The Mayor of Casterbridge
One of Thomas Hardy’s more famous Wessex novels is The Mayor of Casterbridge, which was first published in 1886. Subtitled “The Life and Death of a Man of Character,” the novel is set in the fictitious town of Casterbridge, which is based on the real town of Dorchester. There are many real-life locations mentioned in the book, as well as two characters from another Hardy novel, Far from the Madding Crowd.
The story of The Mayor of Casterbridge begins with Michael Henchard, who gets drunk at a county fair and sells his wife and daughter to a sailor. The next day, he swears to never touch alcohol again. Eighteen years later, he is the Mayor of Casterbridge, known for his sobriety, but keeping the details of the loss of his wife secret. After Henchard falls in love with Lucrette, his wife and grown daughter return, sparking a decline in Henchard’s fortunes.

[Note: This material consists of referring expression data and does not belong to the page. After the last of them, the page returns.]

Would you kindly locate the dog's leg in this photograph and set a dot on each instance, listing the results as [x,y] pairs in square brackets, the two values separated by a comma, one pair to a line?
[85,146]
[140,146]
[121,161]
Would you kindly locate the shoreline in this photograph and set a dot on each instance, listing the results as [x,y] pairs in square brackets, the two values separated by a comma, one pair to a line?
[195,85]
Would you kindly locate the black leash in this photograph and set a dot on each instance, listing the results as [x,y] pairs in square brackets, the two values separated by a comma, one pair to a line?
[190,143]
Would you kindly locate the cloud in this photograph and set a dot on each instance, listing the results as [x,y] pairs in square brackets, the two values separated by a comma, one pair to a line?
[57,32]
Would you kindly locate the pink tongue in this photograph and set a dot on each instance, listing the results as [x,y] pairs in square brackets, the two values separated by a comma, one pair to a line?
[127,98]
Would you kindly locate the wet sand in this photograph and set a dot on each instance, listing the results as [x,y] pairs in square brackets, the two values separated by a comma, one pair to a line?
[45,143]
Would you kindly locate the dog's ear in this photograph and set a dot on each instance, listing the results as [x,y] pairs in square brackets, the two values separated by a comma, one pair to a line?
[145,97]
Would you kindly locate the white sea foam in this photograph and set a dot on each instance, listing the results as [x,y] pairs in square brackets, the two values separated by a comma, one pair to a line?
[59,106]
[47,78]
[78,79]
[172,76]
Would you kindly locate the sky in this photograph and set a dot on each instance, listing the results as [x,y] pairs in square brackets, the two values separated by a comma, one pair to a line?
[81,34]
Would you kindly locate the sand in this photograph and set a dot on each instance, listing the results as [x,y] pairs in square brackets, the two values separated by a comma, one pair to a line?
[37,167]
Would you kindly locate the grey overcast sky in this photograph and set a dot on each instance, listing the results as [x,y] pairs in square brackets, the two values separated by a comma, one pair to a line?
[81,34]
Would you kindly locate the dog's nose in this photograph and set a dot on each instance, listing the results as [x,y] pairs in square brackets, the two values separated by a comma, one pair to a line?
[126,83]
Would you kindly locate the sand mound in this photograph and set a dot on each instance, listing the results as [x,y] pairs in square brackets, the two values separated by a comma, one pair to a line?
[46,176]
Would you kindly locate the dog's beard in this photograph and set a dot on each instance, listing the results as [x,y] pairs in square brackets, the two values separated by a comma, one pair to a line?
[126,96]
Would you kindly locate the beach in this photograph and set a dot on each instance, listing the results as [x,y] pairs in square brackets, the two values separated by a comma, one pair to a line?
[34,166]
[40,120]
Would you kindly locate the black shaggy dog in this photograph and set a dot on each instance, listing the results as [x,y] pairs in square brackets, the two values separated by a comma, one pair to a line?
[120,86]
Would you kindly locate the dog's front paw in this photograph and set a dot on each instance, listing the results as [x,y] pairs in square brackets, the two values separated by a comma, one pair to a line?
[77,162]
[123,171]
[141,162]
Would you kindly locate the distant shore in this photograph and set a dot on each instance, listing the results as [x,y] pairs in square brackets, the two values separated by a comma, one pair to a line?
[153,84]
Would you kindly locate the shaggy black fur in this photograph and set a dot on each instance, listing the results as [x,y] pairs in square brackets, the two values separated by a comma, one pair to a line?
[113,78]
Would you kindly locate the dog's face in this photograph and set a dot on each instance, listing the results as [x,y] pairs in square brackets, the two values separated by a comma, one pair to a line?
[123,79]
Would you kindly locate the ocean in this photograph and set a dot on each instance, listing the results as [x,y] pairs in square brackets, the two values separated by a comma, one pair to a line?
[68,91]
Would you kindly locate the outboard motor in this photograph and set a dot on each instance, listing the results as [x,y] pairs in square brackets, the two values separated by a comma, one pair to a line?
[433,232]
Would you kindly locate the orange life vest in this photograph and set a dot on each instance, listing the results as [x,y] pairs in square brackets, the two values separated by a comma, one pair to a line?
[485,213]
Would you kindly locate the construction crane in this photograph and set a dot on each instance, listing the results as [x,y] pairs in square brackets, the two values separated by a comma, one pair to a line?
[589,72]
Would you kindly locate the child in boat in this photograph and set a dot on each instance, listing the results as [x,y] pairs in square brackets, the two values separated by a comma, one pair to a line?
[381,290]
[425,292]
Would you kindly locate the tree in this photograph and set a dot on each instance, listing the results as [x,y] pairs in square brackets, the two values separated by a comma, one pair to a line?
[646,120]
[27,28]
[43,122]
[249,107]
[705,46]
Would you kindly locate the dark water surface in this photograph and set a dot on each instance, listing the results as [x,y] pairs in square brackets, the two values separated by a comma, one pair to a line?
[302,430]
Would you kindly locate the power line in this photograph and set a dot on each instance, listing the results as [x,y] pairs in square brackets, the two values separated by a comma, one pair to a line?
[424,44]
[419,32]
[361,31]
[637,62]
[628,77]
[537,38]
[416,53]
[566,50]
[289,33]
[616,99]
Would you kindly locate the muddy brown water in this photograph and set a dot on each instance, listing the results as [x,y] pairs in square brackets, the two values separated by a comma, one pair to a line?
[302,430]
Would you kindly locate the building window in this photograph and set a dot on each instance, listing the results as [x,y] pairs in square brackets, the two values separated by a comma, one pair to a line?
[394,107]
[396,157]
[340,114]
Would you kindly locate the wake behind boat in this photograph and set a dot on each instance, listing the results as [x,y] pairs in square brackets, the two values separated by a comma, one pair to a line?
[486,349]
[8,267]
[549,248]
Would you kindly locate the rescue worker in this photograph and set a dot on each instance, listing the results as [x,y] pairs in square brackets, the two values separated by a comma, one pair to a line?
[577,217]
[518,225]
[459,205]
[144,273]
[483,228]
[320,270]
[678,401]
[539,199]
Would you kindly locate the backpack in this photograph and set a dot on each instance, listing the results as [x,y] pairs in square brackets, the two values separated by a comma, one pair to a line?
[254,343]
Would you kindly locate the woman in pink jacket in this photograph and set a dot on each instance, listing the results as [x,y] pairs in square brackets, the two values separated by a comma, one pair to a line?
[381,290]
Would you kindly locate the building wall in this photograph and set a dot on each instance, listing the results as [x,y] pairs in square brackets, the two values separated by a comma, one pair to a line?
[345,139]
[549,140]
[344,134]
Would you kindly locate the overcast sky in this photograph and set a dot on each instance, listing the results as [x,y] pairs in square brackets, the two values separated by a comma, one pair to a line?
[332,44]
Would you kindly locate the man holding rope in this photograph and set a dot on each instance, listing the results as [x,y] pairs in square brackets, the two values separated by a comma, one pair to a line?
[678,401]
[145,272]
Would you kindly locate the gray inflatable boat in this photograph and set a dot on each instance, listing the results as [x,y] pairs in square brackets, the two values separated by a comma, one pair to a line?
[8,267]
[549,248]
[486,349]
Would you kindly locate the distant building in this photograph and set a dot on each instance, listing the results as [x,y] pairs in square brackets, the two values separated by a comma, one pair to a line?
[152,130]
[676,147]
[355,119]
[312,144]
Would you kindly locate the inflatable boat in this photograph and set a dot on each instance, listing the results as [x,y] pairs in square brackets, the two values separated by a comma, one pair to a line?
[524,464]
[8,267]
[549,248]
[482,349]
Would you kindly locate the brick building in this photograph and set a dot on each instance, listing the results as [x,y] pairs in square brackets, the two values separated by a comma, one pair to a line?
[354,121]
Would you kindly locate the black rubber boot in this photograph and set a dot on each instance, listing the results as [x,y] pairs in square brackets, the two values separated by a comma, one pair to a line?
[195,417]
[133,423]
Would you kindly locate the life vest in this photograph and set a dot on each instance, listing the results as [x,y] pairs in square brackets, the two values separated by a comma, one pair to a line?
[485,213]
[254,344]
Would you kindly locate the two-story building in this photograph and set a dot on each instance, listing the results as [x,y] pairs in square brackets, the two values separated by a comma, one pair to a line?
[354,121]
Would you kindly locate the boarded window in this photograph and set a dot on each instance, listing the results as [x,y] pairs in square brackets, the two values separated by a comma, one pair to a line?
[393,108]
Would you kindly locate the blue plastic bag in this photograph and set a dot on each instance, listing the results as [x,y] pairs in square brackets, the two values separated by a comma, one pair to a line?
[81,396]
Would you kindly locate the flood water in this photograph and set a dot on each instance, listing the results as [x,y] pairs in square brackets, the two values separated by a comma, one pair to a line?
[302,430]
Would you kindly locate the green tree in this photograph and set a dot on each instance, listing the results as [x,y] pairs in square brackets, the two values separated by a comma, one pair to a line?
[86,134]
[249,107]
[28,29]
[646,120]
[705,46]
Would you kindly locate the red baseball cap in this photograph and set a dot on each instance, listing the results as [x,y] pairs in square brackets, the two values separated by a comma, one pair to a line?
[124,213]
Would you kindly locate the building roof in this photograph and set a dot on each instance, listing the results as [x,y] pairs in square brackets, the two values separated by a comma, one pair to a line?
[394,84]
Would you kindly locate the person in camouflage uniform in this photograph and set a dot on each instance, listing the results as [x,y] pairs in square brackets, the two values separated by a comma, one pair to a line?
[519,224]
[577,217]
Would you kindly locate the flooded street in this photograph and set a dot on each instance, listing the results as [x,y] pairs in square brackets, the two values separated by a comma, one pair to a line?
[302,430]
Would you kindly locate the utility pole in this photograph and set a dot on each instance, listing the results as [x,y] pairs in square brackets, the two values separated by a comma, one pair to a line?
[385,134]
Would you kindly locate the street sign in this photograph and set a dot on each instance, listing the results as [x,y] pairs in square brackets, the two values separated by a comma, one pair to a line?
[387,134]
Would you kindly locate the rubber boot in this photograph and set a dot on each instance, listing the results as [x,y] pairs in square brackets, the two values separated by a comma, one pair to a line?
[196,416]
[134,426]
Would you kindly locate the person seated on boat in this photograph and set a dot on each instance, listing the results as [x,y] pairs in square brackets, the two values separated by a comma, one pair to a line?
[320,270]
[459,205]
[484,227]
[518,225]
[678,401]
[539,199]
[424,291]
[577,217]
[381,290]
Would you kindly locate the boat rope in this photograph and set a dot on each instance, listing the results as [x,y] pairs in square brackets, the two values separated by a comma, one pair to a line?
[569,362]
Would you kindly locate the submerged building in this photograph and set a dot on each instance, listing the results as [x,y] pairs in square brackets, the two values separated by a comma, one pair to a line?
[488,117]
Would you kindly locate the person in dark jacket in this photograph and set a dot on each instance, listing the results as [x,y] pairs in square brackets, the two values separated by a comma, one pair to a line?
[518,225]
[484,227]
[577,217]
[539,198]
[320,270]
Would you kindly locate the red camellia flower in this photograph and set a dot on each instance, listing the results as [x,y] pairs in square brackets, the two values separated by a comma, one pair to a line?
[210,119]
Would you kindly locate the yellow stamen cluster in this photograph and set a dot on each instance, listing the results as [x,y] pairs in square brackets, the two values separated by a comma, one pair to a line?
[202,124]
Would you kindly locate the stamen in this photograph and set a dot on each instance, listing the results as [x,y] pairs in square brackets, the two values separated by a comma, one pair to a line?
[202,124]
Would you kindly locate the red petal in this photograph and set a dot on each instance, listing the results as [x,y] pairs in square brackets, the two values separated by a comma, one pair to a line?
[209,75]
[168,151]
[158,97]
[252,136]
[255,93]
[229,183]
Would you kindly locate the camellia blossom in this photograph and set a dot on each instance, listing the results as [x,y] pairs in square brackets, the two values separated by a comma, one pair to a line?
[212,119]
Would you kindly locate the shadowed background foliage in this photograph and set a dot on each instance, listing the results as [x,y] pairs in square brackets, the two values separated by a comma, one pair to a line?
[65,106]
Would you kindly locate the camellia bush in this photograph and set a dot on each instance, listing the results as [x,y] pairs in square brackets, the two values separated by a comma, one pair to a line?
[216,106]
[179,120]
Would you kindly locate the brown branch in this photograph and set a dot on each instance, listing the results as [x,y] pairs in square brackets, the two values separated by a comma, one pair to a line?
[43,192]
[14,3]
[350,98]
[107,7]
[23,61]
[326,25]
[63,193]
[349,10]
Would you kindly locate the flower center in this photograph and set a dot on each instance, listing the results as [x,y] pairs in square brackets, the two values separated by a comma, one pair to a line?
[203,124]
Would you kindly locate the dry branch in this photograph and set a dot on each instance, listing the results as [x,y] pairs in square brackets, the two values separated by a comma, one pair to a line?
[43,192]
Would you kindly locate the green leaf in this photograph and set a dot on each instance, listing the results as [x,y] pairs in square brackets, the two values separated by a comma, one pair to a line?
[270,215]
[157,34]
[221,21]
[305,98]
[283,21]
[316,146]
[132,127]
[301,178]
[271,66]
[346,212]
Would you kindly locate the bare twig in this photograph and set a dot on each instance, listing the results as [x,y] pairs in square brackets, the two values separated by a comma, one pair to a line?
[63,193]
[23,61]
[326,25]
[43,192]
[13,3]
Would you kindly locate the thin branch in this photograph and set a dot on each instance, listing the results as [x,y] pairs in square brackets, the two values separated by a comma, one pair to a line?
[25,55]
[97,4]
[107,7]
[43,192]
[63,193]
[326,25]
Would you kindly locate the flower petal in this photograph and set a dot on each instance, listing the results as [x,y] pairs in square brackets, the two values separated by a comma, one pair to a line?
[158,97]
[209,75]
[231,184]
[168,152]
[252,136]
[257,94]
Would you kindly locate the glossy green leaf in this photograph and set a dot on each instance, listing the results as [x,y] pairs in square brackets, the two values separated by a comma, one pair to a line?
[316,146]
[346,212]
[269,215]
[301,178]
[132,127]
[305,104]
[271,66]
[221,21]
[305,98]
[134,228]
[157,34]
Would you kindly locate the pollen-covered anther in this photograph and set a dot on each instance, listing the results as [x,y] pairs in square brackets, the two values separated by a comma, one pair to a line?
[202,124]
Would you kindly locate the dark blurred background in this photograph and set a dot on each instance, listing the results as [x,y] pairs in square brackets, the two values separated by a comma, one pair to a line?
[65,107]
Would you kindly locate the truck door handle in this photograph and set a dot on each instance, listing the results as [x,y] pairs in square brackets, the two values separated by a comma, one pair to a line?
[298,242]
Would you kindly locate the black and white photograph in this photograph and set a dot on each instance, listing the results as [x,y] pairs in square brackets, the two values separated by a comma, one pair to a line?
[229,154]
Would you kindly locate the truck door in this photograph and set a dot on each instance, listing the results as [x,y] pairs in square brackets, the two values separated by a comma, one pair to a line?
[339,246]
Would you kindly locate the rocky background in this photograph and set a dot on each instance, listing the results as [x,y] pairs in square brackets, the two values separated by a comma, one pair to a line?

Donald Farfrae, a Scotsman, enters the picture and is the exact opposite of Henchard. Farfrae takes an interest in Henchard’s daughter, but winds up marrying Lucrette. Farfrae buys Henchard’s business and becomes the new mayor of Casterbridge. When Lucrette dies, he marries Henchard’s daughter. After twenty-one years of sobriety, Henchard begins drinking again, when his daughter comes to forgive him, she finds him dead. Henchard’s will requests no funeral so that no one will ever remember him.